Vor seinem Aufenthalt (oder vielleicht besser: seiner Haft) in verschiedenen Irrenanstalten zwischen Bayern und Österreich, verbrachte Hyazinth einige Zeit in Paris. Während dieser Zeit studierte er Soziologie, entwickelte seine zeichnerischen Fähigkeiten, und bekam angeblich (laut die Gerüchte meiner Familie) Syphilis. Ich denke, dass sich die damaligen Familienmitglieder bestimmt an dieses Gerücht geklammert hatten, weil es eine Ursache für seinen Wahnsinn gewesen sein könnte, statt erblicher Ursachen.

"Gott sei Dank, dass seine Verrücktheit nichts mit unserer ehrenhaften und adeligen Familie zu tun hat!"

Ich wette jedoch, dass sein Zustand wahrscheinlich durch einer Mischung von einer erblichen Verschrobenheit und der zeitgeistlichen Umständen ausgelöst wurden.

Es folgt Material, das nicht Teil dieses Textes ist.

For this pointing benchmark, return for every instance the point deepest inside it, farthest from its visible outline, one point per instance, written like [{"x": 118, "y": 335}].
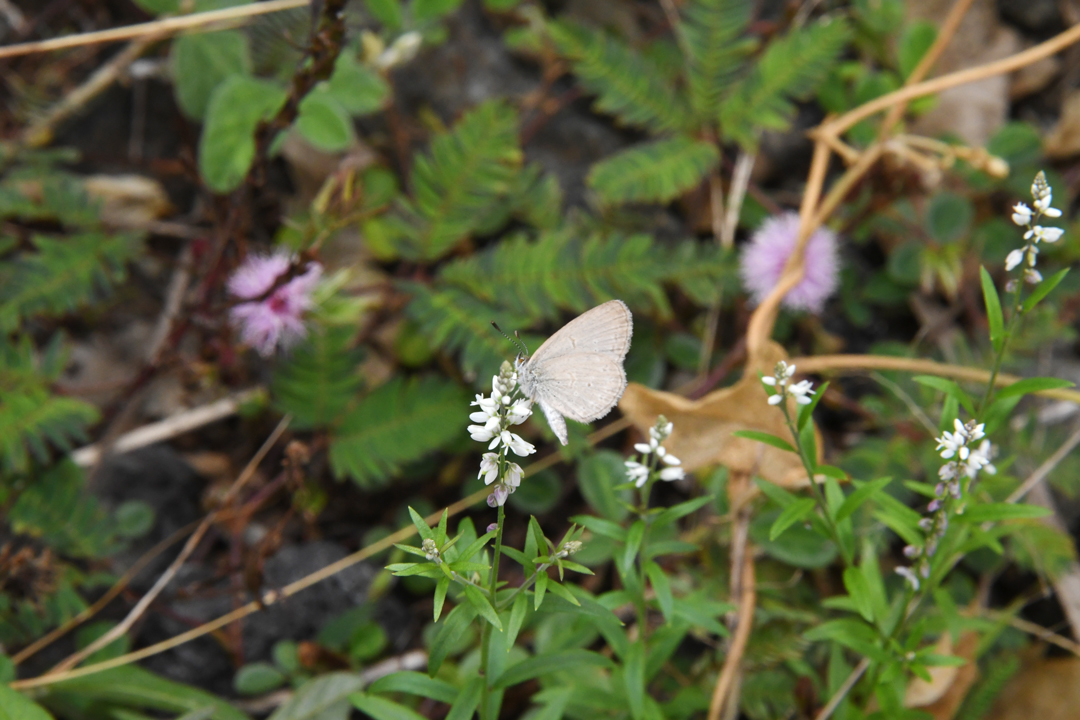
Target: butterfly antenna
[{"x": 516, "y": 339}]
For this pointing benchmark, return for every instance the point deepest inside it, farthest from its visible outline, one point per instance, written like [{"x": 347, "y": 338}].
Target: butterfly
[{"x": 578, "y": 372}]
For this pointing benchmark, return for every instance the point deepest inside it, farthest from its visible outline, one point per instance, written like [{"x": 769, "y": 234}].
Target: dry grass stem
[
  {"x": 171, "y": 426},
  {"x": 160, "y": 28},
  {"x": 948, "y": 28},
  {"x": 738, "y": 647}
]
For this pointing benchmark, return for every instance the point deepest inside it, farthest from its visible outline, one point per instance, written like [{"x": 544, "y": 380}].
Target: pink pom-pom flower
[
  {"x": 764, "y": 259},
  {"x": 277, "y": 320}
]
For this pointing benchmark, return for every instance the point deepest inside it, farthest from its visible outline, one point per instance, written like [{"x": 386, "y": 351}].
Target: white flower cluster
[
  {"x": 1026, "y": 217},
  {"x": 431, "y": 551},
  {"x": 653, "y": 452},
  {"x": 504, "y": 408},
  {"x": 966, "y": 462},
  {"x": 781, "y": 381}
]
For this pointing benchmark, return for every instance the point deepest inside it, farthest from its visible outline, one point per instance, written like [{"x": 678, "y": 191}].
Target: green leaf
[
  {"x": 199, "y": 63},
  {"x": 64, "y": 275},
  {"x": 463, "y": 176},
  {"x": 356, "y": 87},
  {"x": 626, "y": 84},
  {"x": 15, "y": 706},
  {"x": 860, "y": 592},
  {"x": 387, "y": 12},
  {"x": 1042, "y": 289},
  {"x": 480, "y": 601},
  {"x": 765, "y": 437},
  {"x": 806, "y": 411},
  {"x": 774, "y": 492},
  {"x": 380, "y": 708},
  {"x": 575, "y": 270},
  {"x": 561, "y": 591},
  {"x": 440, "y": 599},
  {"x": 415, "y": 683},
  {"x": 798, "y": 546},
  {"x": 710, "y": 31},
  {"x": 601, "y": 527},
  {"x": 702, "y": 612},
  {"x": 852, "y": 634},
  {"x": 421, "y": 525},
  {"x": 791, "y": 515},
  {"x": 517, "y": 613},
  {"x": 994, "y": 316},
  {"x": 1031, "y": 385},
  {"x": 669, "y": 515},
  {"x": 949, "y": 388},
  {"x": 323, "y": 122},
  {"x": 456, "y": 623},
  {"x": 138, "y": 689},
  {"x": 56, "y": 508},
  {"x": 998, "y": 512},
  {"x": 227, "y": 146},
  {"x": 658, "y": 172},
  {"x": 597, "y": 475},
  {"x": 257, "y": 678},
  {"x": 134, "y": 518},
  {"x": 662, "y": 587},
  {"x": 565, "y": 661},
  {"x": 633, "y": 679},
  {"x": 540, "y": 588},
  {"x": 791, "y": 67},
  {"x": 914, "y": 43},
  {"x": 862, "y": 493},
  {"x": 634, "y": 538},
  {"x": 467, "y": 701},
  {"x": 320, "y": 379},
  {"x": 948, "y": 217},
  {"x": 400, "y": 422}
]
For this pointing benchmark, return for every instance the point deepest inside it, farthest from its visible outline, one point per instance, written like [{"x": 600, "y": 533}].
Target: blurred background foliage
[{"x": 435, "y": 218}]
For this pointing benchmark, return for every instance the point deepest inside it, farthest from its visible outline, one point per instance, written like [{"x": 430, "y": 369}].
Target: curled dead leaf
[
  {"x": 703, "y": 428},
  {"x": 127, "y": 201}
]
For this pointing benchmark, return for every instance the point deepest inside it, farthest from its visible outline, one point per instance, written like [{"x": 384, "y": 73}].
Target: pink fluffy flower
[
  {"x": 275, "y": 321},
  {"x": 764, "y": 258}
]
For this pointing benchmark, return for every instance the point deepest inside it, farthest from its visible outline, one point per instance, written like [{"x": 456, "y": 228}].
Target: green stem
[
  {"x": 999, "y": 357},
  {"x": 819, "y": 494},
  {"x": 485, "y": 633}
]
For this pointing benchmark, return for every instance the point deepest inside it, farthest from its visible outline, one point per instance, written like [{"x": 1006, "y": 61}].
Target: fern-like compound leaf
[
  {"x": 626, "y": 84},
  {"x": 319, "y": 381},
  {"x": 653, "y": 172},
  {"x": 791, "y": 68},
  {"x": 397, "y": 423},
  {"x": 31, "y": 419},
  {"x": 63, "y": 275},
  {"x": 710, "y": 32},
  {"x": 462, "y": 177}
]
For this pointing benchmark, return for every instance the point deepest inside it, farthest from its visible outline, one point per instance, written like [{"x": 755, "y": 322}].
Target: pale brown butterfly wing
[
  {"x": 605, "y": 329},
  {"x": 578, "y": 371},
  {"x": 581, "y": 386}
]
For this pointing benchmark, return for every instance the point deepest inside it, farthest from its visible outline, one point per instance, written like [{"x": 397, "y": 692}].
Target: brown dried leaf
[
  {"x": 127, "y": 201},
  {"x": 703, "y": 428}
]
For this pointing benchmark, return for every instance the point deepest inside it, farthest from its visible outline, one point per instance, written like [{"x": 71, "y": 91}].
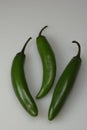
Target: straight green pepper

Der im späten neunzehnten Jahrhundert geborene Hyazinth und seine Geschwister gehörten zur letzten Generation, die während des sogenannten ‘Goldenen Zeitalter der Sicherheit’ in Wien aufgewachsen waren. Er und sein Bruder, Kurt (mein Urgroßvater) wurden in einer kulturellen Gesellschaft erzogen, ähnlich wie derjenige, die von Stefan Zweig in ‚Die Welt von Gestern’ abgebildet wird. Das heißt: eine Welt von Privileg und relativ Frieden, in der viele ziemlich reiche und oft jüdische Denker, Musiker, Schriftsteller und Künstler die Zeit und Freiheit hatten, um 'das Problem des Lebens' zu lösen. Sie war die Welt von berühmten Figuren wie Freud, Schnitzler, Schönberg und Klimt, sowie weniger bekannten aber ebenso wichtigen Mitglieder der 'Wiener Moderne' wie Alfred Loos, Hugo von Hofmannsthal, Karl Kraus, Theodor Herzl und Peter Altenberg. Hyazinth und Kurt, die ähnlich reich und gut ausgebildet erzogen worden waren, hätten sich zweifellos als auch Mitglieder dieser kulturellen und historischen Gemeinschaft betrachtet. Sie waren auch halbjüdisch, weil ihre Mutter aus einer reichen jüdischen Familie stammte, aber das war nicht so wichtig für sie als moderne und wienerische Intellektuelle zu sein.

Hyazinth war der älteste unter seinen Geschwistern und ich kann mir vorstellen, dass er einen großen Druck von seiner Familie gefühlt hatte, ein erfolgreiches und wichtiges Teil dieser damaligen Gesellschaft zu werden. Ein Teil seiner Geisteskrankheit war ein 'systematisiertes Begriffsgebäude', das er in der Anstalt entwickelt hat. Er erfand verschiedene pseudowissenschaftliche 'Kategorien' wie 'Willologie, Gerechtologie, Schönologie, Witzologie, Zeitlogie' u.s.w. und nannte sein Projekt 'Die Willologie der Sonne'. In einem Brief an seinem Vater hat er proklamiert, dass er 'Das Problem des Lebens lösen' wird. Sein geistiger Zustand und Ausdrücke von seinem Wahnsinn wurden deutlich mit der intellektuellen Umgebung der Wiener Moderne und ihren Vorbildern verbunden.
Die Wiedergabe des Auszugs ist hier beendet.